Personal information
- Birth name: Lyndsey Alex Cunningham
- Date of birth: 30 August 1991 (age 34)
- Place of birth: Nottingham, England
- Height: 1.69 m (5 ft 7 in)
- Position: Defender

Team information
- Current team: Stoke City

Youth career
- Sherwood Boys
- Nottingham Forest

Senior career*
- Years: Team / Apps / (Gls)
- 2005–2011: Nottingham Forest
- 2010–2015: Doncaster Rovers Belles
- 2015–2025: Nottingham Forest
- 2025–2026: Wolverhampton Wanderers
- 2026–: Stoke City

International career
- England (under-19)

= Lyndsey Harkin =

English footballer (born 1991)

Lyndsey Alex Harkin (née Cunningham; born 30 August 1991) is a former youth England women's international footballer, who plays as a defender for National League North Premier Division side Stoke City.
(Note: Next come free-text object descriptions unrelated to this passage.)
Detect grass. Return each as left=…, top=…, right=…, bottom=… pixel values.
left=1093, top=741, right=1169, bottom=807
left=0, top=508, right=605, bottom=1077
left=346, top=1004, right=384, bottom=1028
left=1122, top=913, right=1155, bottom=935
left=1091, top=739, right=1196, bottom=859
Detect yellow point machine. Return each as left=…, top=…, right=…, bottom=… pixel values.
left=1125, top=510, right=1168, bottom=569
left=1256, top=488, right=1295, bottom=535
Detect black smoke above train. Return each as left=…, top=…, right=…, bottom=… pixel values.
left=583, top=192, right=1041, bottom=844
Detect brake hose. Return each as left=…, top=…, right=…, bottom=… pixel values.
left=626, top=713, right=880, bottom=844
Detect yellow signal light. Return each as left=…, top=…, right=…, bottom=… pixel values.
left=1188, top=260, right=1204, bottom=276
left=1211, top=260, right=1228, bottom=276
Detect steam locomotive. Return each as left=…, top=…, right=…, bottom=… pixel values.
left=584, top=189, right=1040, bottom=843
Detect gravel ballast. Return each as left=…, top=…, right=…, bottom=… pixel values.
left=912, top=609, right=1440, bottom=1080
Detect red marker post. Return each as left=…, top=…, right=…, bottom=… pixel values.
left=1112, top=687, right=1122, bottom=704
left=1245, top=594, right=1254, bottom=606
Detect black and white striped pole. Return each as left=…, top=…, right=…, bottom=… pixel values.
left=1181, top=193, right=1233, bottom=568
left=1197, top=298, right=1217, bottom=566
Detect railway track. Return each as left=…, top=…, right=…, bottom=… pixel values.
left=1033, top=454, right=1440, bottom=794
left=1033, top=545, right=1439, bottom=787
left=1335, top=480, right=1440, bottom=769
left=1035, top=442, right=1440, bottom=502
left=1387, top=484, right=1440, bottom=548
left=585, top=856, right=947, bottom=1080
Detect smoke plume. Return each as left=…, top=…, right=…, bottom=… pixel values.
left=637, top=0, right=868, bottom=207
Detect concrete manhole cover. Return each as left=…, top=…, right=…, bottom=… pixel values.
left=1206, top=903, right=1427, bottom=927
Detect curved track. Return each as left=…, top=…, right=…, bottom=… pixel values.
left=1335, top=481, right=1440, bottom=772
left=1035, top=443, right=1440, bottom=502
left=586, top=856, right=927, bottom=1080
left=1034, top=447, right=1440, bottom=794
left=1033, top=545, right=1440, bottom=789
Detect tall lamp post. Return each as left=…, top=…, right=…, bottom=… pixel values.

Harkin has played for Doncaster Rovers Belles of the Women's Super League and for her hometown club Nottingham Forest Women.

==Career==
Harkin was born in Nottingham and took an interest in football, playing with her brother at Sherwood Boys youth club before joining Nottingham Forest in 2005. She made her debut against Aston Villa at the age of 14. She established herself as a key member of the Forest team and helped them win the 2007–08 FA Women's Premier League Northern Division title unbeaten. In 2010, she joined Doncaster Rovers Belles to play in the newly created Women's Super League until they were controversially demoted in 2013. In 2015, she returned to Nottingham Forest and was made team captain, and she went on to make over 300 appearances in a decade helping them win the FA Women's National League Cup in 2024–25 and gain promotion to the Women's Super League 2. With Forest turning professional following promotion, Harkin opted to remain semi-pro and joined Wolverhampton Wanderers in July 2025. Wolves won the 2025–26 FA Women's National League promotion play-off against Plymouth Argyle to join the WSL2. In July 2026, Harkin signed for Stoke City.